Another serendipitous discovery as I was skimming through Welsh Historical Journals online, the simple answer being that 1846-47 were the years of highest pay for puddlers at the Abersychan Iron Works.
The important lesson to take from this is that employee wages fluctuated with the market imposing capitalist conditions on the simplest of workers. Free markets are not free (please excuse the economic philosophy).
And these wages are per week! So when you see the excellent wages of 1 pound, 55 pence in 1847, think about how far that would go. (OK, a pound was worth about five U.S. dollars historically. There were 12 pence in a shilling and 20 shillings or 240 pence in a pound.) This chart appears to show pounds and pence converted to the modern decimal system.
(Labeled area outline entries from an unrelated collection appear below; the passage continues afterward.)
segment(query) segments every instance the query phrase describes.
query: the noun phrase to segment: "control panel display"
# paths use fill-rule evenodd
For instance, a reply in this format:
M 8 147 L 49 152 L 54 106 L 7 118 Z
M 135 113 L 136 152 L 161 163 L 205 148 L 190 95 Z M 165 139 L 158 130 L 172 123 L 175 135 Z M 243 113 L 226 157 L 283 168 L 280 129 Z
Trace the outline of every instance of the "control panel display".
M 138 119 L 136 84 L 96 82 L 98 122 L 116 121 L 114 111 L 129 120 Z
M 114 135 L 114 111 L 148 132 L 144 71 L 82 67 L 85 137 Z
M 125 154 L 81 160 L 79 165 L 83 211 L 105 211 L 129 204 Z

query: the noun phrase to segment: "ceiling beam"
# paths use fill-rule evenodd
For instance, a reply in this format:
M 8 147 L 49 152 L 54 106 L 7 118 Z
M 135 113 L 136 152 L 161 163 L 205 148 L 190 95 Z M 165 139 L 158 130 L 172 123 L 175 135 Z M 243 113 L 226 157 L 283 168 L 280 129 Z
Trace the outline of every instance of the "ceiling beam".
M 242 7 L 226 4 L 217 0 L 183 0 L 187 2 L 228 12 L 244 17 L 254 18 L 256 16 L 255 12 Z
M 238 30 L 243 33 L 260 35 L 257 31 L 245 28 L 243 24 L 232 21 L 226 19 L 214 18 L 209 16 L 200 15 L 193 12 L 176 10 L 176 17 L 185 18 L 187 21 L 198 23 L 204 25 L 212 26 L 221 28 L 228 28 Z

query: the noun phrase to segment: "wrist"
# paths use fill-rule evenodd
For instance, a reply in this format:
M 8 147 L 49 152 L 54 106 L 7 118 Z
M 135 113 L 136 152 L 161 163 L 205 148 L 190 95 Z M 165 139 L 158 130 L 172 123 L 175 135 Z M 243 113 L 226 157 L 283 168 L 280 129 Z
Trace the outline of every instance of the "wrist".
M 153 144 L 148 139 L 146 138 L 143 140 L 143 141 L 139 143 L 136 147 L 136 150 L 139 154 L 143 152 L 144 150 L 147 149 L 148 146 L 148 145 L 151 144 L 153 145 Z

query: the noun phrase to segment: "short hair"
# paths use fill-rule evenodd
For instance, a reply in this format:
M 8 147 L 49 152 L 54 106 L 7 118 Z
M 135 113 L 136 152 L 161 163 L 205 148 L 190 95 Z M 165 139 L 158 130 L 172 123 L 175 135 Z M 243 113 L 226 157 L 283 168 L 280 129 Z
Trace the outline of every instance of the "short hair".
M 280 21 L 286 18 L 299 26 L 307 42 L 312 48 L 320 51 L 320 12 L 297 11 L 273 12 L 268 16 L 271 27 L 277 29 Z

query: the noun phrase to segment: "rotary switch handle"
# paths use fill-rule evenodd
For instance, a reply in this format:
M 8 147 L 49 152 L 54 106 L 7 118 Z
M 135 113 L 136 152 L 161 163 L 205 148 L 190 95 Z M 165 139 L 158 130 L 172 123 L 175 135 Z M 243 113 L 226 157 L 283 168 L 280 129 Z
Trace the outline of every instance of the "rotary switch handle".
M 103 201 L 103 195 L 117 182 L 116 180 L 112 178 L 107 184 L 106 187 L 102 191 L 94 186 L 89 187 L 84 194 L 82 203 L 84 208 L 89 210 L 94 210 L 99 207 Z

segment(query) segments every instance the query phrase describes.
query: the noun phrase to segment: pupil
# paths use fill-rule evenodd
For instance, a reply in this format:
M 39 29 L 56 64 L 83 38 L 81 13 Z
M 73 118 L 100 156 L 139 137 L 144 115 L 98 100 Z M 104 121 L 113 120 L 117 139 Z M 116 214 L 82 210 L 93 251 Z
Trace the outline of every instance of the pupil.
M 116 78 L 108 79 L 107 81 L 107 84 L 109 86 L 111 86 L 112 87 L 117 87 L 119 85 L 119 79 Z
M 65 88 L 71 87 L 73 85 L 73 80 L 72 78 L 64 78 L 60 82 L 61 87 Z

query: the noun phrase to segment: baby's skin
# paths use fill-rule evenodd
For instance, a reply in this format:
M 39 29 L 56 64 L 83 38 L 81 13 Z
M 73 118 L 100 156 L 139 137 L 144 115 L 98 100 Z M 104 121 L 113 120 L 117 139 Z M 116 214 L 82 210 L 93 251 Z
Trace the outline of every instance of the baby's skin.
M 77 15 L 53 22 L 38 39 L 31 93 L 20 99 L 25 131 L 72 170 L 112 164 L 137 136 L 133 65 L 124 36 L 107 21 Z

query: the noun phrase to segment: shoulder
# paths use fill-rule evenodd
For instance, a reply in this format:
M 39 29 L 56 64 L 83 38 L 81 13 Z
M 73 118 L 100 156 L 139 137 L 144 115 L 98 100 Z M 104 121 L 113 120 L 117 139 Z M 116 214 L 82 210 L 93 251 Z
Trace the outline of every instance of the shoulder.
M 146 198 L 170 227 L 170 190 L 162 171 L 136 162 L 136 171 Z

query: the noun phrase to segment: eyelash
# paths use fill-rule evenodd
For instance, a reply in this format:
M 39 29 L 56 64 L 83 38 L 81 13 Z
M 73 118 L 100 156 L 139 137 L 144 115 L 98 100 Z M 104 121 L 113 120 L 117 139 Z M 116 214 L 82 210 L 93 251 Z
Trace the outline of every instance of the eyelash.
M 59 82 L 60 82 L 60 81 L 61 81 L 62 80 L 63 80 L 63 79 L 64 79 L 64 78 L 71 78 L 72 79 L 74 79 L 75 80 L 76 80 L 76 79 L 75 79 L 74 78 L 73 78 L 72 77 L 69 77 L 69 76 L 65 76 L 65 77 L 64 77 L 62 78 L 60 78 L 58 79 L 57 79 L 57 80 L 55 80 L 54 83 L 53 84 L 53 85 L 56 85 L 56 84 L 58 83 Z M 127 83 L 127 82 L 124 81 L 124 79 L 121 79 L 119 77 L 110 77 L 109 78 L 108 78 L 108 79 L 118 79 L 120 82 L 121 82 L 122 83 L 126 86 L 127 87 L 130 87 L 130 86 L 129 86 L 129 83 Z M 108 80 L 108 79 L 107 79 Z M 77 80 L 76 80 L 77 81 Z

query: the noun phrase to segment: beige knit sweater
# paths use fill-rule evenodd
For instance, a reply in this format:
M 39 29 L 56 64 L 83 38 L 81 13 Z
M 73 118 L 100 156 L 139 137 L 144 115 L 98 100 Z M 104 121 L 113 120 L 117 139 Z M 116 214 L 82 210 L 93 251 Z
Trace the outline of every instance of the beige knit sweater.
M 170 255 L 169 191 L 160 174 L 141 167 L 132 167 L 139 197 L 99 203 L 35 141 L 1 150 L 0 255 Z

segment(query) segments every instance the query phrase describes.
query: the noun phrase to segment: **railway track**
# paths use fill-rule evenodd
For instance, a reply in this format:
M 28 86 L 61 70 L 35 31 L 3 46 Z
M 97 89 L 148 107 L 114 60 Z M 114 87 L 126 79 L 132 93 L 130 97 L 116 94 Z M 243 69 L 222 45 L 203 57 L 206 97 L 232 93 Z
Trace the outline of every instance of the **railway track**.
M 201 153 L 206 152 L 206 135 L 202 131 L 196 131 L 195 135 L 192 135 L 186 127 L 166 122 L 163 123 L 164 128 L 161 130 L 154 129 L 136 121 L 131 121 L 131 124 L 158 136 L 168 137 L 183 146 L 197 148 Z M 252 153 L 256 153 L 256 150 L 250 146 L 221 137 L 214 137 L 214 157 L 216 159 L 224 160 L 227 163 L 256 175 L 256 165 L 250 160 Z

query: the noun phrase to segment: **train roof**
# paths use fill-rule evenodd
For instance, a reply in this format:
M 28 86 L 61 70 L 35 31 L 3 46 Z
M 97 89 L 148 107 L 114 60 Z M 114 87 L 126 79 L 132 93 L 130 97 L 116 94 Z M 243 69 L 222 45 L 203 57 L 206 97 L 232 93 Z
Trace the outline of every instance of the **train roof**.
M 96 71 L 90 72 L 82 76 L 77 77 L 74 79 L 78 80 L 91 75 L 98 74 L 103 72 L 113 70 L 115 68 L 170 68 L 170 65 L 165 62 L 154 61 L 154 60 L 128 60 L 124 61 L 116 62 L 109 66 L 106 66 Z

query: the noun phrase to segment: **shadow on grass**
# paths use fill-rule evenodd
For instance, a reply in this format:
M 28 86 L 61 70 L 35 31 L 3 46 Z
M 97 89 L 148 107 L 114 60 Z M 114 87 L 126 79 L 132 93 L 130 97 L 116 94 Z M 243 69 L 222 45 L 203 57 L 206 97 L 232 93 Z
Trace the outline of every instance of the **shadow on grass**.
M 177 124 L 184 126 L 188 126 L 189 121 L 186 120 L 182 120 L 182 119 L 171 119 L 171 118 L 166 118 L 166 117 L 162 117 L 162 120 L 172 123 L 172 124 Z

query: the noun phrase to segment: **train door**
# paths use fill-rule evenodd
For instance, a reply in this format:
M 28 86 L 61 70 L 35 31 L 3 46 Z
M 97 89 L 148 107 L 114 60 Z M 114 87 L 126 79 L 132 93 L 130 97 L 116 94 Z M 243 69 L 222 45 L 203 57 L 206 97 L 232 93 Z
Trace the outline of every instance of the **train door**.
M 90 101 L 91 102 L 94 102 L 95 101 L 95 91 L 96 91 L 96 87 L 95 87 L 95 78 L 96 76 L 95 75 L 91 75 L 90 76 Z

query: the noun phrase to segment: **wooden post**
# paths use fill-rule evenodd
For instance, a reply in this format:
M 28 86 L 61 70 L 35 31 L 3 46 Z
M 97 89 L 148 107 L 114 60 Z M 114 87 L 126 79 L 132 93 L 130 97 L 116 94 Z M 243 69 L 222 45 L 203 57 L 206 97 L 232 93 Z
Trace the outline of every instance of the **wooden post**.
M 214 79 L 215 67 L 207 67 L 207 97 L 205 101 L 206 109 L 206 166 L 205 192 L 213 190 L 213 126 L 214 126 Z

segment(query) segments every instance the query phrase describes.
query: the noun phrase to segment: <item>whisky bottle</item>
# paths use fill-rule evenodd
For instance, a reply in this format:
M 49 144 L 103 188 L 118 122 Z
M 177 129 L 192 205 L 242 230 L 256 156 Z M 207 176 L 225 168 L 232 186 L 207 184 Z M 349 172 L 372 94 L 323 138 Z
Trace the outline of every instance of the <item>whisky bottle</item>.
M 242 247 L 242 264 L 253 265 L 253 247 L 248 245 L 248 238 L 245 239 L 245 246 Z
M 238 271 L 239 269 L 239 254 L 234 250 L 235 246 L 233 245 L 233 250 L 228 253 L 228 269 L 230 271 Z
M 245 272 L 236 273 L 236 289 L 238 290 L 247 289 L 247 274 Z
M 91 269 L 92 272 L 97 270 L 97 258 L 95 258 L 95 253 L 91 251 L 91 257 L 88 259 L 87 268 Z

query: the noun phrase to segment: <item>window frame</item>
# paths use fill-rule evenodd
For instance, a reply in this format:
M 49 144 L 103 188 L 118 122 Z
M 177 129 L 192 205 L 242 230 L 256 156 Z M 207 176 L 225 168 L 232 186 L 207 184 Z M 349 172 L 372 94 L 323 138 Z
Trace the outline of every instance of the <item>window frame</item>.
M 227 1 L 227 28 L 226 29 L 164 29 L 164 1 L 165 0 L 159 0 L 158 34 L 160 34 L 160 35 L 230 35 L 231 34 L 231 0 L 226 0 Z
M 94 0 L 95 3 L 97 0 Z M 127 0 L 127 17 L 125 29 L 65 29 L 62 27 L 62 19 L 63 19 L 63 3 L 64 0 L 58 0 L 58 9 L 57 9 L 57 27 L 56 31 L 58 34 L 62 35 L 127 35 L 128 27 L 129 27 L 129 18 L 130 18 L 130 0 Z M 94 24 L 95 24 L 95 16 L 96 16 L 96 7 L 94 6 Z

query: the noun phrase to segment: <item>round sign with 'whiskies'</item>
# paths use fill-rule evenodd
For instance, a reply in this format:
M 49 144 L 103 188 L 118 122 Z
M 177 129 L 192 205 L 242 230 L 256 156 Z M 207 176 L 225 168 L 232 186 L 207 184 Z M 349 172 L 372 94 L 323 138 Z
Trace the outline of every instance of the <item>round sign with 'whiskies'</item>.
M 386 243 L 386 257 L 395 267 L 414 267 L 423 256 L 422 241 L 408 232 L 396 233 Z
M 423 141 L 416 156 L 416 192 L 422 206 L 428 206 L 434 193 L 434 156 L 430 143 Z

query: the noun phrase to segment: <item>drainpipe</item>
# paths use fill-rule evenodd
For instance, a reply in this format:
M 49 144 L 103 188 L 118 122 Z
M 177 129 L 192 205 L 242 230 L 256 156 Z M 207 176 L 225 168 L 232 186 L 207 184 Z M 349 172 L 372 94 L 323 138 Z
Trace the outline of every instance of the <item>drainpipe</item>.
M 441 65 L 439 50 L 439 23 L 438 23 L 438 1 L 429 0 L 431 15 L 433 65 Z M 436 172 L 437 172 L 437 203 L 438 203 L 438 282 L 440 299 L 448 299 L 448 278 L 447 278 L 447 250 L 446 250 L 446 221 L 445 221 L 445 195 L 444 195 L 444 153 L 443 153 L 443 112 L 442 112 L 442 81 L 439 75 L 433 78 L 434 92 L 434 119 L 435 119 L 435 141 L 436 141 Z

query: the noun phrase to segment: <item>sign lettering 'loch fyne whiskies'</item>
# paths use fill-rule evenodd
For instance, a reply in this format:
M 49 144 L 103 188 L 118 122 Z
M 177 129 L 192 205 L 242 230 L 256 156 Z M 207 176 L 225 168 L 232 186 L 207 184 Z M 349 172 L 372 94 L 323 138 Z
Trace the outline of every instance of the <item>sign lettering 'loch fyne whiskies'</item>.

It was a six-day work week, so it comes to less than a dollar a day. Sure, prices were much lower as well, but you weren't getting anywhere in life without a few pounds in your purse. And as the iron masters generally controlled the prices in the town stores as well as most rents, they made sure that the workers never had enough surplus to leave or even clear out the debts owed the company.
While this was reflected in the American song, "Sixteen tons and what do you get?/Another day older and deeper in debt/St. Peter don't call me cuz I can't come/I owe my soul to the company store!" it was even more true in Britain. The old days of feudalism in which you owed your life and labor to the Lord of the Manor were gone. The days of Capitalism were a form of wage slavery with no safety net.
Abersychan was just a few miles down the road or the Brecon and Monmouthshire Canal. By 1850, John Vaughan and family were back at Llanfoist likely working for the Blaenavon Iron and Coal Company at Garnddyrrus Forge. So far, no records of Garnddyrrus have turned up.